Lily did not go any farther into the room. Her black dress constrasted strangely with the white walls. Then I looked down at myself. How odd I must look, too. The only black object in a place of pure white. Strange, that was. When I'd first met Alphonse, that had almost seemed to me how it was. I was flawed, I was distraught, with a black heart and I'd entered upon a place of pure white, a place of innocence. I knew that the fact that Alphonse was no longer innocent was another burden I must place on my shoulders. I did not let that hurt me, however. "That is a wonderful violin," Lily told me, "and I'm sure you'd pick it up quickly. We can get you lessons, if you'd like," she said.

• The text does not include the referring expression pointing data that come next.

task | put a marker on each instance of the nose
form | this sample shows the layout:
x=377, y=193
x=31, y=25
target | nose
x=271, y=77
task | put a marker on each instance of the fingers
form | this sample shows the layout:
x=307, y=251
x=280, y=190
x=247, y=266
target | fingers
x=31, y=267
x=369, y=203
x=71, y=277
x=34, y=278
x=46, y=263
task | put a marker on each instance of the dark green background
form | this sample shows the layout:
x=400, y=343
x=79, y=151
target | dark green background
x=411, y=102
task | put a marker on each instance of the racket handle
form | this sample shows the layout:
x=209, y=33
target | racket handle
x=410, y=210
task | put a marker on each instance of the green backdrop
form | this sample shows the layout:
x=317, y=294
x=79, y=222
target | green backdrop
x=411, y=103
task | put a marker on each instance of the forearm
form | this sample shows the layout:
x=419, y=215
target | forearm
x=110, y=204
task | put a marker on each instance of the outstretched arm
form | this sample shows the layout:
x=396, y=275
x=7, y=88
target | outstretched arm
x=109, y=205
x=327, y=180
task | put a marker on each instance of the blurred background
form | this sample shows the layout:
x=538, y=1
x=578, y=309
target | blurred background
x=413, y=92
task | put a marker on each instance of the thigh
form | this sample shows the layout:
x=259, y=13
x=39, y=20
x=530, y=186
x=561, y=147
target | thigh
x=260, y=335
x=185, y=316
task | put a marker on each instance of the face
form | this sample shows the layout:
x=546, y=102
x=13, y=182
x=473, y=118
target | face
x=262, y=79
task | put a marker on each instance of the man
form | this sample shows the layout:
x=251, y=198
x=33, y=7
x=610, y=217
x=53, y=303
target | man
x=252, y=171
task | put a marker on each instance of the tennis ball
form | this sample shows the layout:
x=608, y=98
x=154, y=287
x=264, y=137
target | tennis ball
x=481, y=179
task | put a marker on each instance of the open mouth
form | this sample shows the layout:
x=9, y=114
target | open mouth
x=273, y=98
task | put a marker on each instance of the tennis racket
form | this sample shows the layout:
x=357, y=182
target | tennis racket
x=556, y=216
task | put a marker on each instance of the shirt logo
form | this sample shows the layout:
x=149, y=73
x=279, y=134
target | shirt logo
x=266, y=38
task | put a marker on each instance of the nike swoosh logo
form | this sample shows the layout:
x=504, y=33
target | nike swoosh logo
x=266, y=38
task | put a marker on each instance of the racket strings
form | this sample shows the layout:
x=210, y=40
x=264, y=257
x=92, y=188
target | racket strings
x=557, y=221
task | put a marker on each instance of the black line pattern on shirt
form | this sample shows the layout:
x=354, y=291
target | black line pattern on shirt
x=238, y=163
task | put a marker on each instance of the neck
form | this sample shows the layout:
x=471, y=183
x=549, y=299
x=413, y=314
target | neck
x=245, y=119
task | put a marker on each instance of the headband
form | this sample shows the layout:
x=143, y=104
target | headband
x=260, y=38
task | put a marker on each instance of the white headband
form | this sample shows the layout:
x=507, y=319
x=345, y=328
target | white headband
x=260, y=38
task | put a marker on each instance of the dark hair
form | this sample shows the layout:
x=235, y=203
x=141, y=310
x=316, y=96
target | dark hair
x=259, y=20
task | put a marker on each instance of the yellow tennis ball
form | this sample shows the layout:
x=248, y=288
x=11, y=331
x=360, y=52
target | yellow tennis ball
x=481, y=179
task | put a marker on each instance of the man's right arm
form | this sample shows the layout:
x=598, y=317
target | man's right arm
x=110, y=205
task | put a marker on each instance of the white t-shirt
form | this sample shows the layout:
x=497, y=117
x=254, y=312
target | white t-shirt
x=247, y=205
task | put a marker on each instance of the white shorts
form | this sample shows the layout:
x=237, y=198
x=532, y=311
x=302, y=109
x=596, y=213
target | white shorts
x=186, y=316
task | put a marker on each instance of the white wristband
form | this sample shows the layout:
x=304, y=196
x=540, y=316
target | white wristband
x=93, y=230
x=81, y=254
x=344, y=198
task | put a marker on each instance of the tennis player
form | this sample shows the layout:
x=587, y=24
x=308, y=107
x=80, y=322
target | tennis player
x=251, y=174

"I'd like that very much," I answered. I looked down. "I think that maybe if I learn how to play it...and I learn how to play the song Alphonse played for me...maybe he'll come home to me, then. Maybe if I play it loud enough, he will hear it and return to me."

There were tears in Lily's eyes. "I'd like to think that, too," she told me. There was a silence. "Well," she started and clasped her hands together. "To London?"

I took a deep breath and looked her straight in the face, squaring my shoulders. "To London."